A byte pair encoder works by iteratively merging the most frequent pair of bytes in the input text to create a new token or subword unit. This process helps in reducing the vocabulary size and capturing the underlying patterns and structures in the text data, which is crucial for training and improving the performance of LLMs.

Training Algorithm

Let vocabulary be the set of all individual characters = {A, B, C, D,…, a, b, c, d…}.

Repeat:

  • Choose the two symbols that are most frequently adjacent in the training corpus (say ‘A’, ‘B’)
  • Add a new merged symbol ‘AB’ to the vocabulary
  • Replace every adjacent ‘A’ ‘B’ in the corpus with ‘AB’. Repeat until k merges have been done.

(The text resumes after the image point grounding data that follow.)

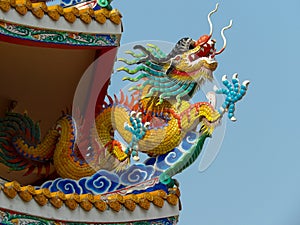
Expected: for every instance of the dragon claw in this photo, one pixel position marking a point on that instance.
(235, 76)
(246, 83)
(215, 88)
(224, 78)
(234, 92)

Note: you often add a special end-of-word symbol _ before each space and then separate the document into letters and _.

Example Training:

You start with the corpus:

low low low low low lowest lowest newer newer newer
newer newer newer wider wider wider new new

The most frequent tokens that appear next to each other is “e” and “r” so you merge them and add a new token “er”.

You then merge the token “er” and _ and add a new token “er_“.

Inference Algorithm

On the test data you run each merge learned from the training data:

  • Greedily (run it as many times as possible)
  • In the order we learned them during training (ignore frequencies of the test data).

Properties of BPE tokens:

A morpheme is the smallest meaning-bearing unit of a language (ex. “unlikeliest” has 3 morphemes - “un”, “likely”, “est”).